F = [0 1 2; 1 2 3; 0 2 4; 5 6 8; 2 4 6];
Assuming you have a recent release of MATLAB, do this:
Fscale = F./max(abs(F),[],2)
Fscale =
0 0.5 1
0.333333333333333 0.666666666666667 1
0 0.5 1
0.625 0.75 1
0.333333333333333 0.666666666666667 1
That scales the elements of F such that the MAXIMUM absolute element in any row is 1.
An older MATLAB release would have you write it as:
Fscale = bsxfun(@rdivide,F,max(abs(F),[],2));
Now, just look for replicate rows. uniquetol will suffice to solve the problem now.

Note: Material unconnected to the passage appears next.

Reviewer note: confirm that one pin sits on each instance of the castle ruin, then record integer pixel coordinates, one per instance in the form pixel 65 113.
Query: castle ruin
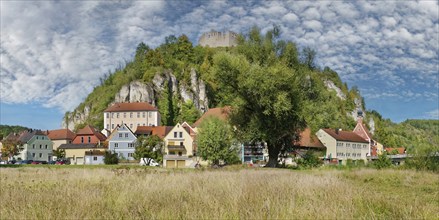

[UniqF,I,J] = uniquetol(Fscale,10*eps,'byrows',true)
UniqF =
0 0.5 1
0.333333333333333 0.666666666666667 1
0.625 0.75 1
I =
1
2
4
J =
1
2
1
3
2
So these rows of F were scaled versions of some other row:
Frep = F;
Frep(I,:) = []
Frep =
0 2 4
2 4 6
We can look at the vector J to see that rows 1 and 3, and rows 2 and 5 appear twice. Those rows were multiples of each other. I suppose you could go further, and verify if the multiplier was an INTEGER factor easily enough. I don't know your real goal in this. Is it homework? If so, then they might slip in a row that is a factor of 2.5 times another, just to test your code.
If you want to discard all rows with a multiplier greater than 1? We can find ways to do that too.